I was the child who carried the ladybug back to her home.
Now living in the beautiful Comox Valley I still carry that sense of wonder and
respect for the ancient wisdoms in our lands and all living forms.
I am drawn into the mystery, bearing witness and sharing through my art process.
I work in multiple mediums, photography, paint, ceramics, video and sound, choosing to work with those that best convey the concept, and open a conversation. I work from a place of “feeling into”. Most of my work starts in the pit of my stomach, respecting that intuitive sense, that there is something that feels uncomfortable.
Giving chance and the lack of control the upper hand, my objective is always to be
surprised and arrive at a place I did not know.
D Gillian Turner
Water that is safe to drink. Water to bathe in without risk of infection. Shelter providing protection and warmth. For much of my life, I have been fortunate to have had easy access to all of these. For many, these necessities are unaffordable luxuries. In February 2019, the CBC televised a short documentary on the peoples of Garden Hill, Manitoba, drawing attention to the 180 families residing there without potable water or electricity. My own community of Fanny Bay, Vancouver Island, has been on a boil water advisory since last December. With consideration of increased awareness towards the effects of climate change, population growth, and future worldwide potable water shortages, I am making small scale ceramic water cisterns and houses.
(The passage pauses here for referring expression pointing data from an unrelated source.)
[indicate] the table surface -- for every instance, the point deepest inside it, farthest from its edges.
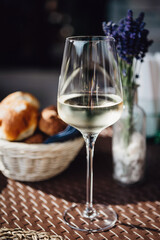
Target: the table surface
(40, 205)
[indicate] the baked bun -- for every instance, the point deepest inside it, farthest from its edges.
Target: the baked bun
(36, 138)
(49, 122)
(17, 96)
(18, 116)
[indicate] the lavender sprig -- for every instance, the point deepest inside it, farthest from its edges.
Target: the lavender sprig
(130, 35)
It is my intention to build 180 of each, for installation during the Comox Valley Art Gallery group exhibition, Container/Contained. It is my wish that eventually all Canadian peoples, and all fellow earth dwellers, will have clean, safe water sources and humane safe shelter within which to live. By creating these objects, the intentions and hopes from within my heart and mind materialize and have presence within the tangible realm. Potential for good within myself connects to the potential and abilities of the materials, encouraging internal reflection and potential dialogue for an observer. My small ceramic forms are made of clay and are fired using atmospheric firing methods, with the intention that the naturally occurring decoration will provide a strong connection of the man-made vessels to the natural world. I am grateful.
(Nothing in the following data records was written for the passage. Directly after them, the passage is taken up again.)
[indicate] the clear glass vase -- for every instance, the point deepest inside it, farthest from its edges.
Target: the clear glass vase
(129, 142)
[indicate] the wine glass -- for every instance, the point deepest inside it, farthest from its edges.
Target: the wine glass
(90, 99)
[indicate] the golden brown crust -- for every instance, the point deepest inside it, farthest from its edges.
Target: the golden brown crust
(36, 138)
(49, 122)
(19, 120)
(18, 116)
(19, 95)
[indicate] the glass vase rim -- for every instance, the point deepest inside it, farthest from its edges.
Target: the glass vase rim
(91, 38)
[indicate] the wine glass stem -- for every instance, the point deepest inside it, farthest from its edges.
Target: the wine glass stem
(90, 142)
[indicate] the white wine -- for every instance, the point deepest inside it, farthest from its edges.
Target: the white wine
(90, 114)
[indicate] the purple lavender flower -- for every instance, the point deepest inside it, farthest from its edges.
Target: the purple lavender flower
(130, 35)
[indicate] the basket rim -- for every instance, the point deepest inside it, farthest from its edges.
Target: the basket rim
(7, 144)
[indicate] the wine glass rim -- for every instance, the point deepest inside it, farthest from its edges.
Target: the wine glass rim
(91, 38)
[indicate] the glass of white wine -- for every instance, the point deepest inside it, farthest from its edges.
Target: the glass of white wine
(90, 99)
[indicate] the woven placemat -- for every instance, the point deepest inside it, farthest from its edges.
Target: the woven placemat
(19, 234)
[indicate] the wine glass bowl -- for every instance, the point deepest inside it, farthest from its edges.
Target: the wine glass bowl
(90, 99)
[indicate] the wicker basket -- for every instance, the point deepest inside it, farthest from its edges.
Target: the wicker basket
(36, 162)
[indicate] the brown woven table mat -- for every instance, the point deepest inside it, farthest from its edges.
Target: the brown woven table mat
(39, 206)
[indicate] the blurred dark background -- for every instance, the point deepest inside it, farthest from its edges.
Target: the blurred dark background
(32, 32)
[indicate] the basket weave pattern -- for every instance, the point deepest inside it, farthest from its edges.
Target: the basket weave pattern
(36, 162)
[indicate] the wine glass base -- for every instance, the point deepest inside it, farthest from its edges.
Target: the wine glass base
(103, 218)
In an often tumultuous world, the medium of clay is my constant.
In a banal world, it is fresh, responsive and exciting.
I was first introduced to ceramics in the winter of 2009, through a weekly ceramics class at North Island College, Courtenay BC. Making pots for the last decade has taught me as much about myself as the material. For those of us fortunate enough to be in the loop, this is what clay does. Immediacy and responsiveness, much like human relationships, only this partner never gives up. It waits for you, until you’re ready, ready to do amazing things together. I’m still not ready, but after several workshops at Metchosin Summer School for the Arts, the Archie Bray Clay Centre in Montana, combined with the patience and wisdom of the ceramics instructors at NIC, I am learning. I have been mentored by some authentic and highly gifted people. Thank you Alan, Gordon, Angela. Hold Being Held is my first group exhibition, and I am grateful for the residency opportunity and the inexhaustible support of the staff at the Comox Valley Art Gallery. Thank you for being here and supporting the arts community.